On Windows the newline character is "\r\n", which consists of two bytes. So, if your file does not end with a newline, 7 is indeed its size:

1     <-- 1 byte for '1', 2 bytes for CRLF
2     <-- 1 byte for '2', 2 bytes for CRLF
3     <-- 1 byte for '3'

To read the file correctly on a byte level you need to open it in binary mode:

t.open("C:\\Users\\sufal\\Desktop\\test.txt", ios_base::binary);

(you can read about the details of this behavior in the documentation).

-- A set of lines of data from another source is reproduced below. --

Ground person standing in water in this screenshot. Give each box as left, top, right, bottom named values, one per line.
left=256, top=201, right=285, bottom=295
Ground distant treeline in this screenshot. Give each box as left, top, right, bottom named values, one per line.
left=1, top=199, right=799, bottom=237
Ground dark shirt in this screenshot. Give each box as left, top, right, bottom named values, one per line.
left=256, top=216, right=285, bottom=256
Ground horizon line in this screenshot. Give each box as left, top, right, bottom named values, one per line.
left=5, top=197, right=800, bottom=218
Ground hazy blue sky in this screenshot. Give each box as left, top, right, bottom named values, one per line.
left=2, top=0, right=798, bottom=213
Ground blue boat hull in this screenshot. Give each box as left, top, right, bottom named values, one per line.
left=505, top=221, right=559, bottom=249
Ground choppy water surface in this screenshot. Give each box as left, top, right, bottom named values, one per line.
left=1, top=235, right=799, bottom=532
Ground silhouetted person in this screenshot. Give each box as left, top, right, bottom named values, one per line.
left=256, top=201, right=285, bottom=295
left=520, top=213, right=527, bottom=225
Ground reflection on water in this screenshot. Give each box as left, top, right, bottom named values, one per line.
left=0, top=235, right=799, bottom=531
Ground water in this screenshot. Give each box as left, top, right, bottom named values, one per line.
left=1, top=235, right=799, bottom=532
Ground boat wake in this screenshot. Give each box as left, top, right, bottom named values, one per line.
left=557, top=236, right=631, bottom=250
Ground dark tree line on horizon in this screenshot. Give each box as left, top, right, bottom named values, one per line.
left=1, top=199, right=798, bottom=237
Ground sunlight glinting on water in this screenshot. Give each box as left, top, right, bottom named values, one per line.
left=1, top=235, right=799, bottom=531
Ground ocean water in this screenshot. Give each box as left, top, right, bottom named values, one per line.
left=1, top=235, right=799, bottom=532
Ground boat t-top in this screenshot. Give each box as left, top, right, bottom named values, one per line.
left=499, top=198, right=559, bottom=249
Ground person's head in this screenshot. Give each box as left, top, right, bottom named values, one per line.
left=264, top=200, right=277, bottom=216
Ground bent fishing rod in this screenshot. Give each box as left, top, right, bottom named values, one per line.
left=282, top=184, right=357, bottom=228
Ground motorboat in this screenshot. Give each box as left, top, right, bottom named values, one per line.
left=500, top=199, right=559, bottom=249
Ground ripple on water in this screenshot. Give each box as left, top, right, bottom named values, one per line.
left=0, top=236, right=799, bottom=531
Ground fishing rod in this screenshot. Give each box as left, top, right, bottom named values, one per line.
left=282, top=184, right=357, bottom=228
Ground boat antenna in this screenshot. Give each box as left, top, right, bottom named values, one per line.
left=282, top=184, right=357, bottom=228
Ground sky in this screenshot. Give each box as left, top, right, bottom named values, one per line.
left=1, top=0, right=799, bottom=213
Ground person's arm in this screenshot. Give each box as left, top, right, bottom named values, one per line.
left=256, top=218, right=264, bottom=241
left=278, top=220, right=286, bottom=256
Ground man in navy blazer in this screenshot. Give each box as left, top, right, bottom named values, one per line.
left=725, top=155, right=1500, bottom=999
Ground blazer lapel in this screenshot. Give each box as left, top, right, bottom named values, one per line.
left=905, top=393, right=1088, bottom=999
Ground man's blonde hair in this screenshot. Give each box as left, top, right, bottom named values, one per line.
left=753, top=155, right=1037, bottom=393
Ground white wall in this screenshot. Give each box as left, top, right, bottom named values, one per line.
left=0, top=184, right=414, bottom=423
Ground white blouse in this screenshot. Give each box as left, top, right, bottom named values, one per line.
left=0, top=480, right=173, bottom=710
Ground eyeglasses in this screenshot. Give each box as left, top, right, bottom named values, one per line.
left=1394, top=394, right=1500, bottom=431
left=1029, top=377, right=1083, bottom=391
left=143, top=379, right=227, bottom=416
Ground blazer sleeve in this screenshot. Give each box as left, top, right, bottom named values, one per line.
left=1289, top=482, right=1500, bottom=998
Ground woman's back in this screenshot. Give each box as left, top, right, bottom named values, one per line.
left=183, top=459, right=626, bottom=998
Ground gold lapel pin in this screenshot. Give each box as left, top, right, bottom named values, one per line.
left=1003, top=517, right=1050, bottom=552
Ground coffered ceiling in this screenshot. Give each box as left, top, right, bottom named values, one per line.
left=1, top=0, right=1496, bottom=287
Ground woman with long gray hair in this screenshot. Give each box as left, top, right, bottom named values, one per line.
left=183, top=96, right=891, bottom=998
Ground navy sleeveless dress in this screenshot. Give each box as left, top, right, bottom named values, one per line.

You can also see other options to read the whole file into a string in C++:

BartoszKP
  • 32,105
  • 13
  • 92
  • 123
  • So binary mode is also applicable for reading text files? – olaf Nov 29 '20 at 23:00
  • 1
    @olaf No, but your code is written in a way that assumes reading a binary file - byte by byte. Without this flag, `ifstream` interprets the newline characters and modifies them, hence your artefacts. See the linked questions and their answers for ways to read the file taking advantage of it being a text file. – BartoszKP Nov 29 '20 at 23:01
2

Your file is 7 bytes in size, because it uses CRLF line breaks.

1[cr][lf]
2[cr][lf]
3

But, you are opening the file in text mode, which on Windows will normalize CRLF line breaks to LF. You are allocating 7 chars for your buffer, but read() is outputting only 5 chars:

1[lf]
2[lf]
3

That is why you see the extra 2 = on the end of the print output, because you didn’t zero out the unused buffer space, so you are seeing random garbage from uninitialized memory.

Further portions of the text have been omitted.